Is there a critical mass for loyalty?

Marketing Team
Marketing Team
12 Feb 2019

Is there a critical mass for loyalty

Is there a critical mass for loyalty in the same way there is for other behaviour? Is there an optimum number of times a member has to do something before we count them as loyal? Malcolm Gladwell believes there is and explains in his book, Outliers, that to master a subject or skill, we need to spend at least 10,000 hours engaged with it. It worked for the Beatles and Bill Gates – why not loyalty, too?

Here the consideration is not just ‘a bit loyal’, but what moves the individual into decision-making based on passion, rather than routine, or even burden? A purchase is the desired ultimate behaviour in any loyalty marketing. However, loyalty marketers also know that the success and widespread use of social media demonstrates that there are more actions than just purchasing that tie a customer to a brand. Loyalty is measured more effectively by considering the combination of varied levels of active engagement. These key metrics are based on a combination of what a business thinks is important, such as KPIs, and, most importantly, what a member thinks is important.

As much as the frequency of purchase, financial value and product determine the breadth and depth of a customer’s loyalty, so does how much they engage with anything about your brand, and the range of what they participate in. A common proxy for this is to use email open and click-through rates. But really, can you measure levels of loyalty by whether someone is willing to have an idle look at what is being sent to them whilst waiting for a bus? It’s hardly the mark of a die-hard loyalist. I have a friend who has every single colour of the same jumper ever made by a particular high-end sportswear brand. Now that’s the sort of loyalty I mean.
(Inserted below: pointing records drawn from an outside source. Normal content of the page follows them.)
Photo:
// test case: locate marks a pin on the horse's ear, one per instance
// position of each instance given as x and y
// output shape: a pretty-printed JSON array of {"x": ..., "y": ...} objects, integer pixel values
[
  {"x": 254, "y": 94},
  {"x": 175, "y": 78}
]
The way to understand the latent features of connected, emotional loyalty is to ask your most loyal customers. By establishing weighted engagement metrics and developing a synthesised engagement score, creating dynamic and personalised loyalty comms and measuring their success is much easier. This is something closer to identifying and developing a critical mass of loyalty. Passionate, unconditional loyalty is not about casually opening an email. It is true ambassadorship, where your brand is an essential feature of the way customers live their lives.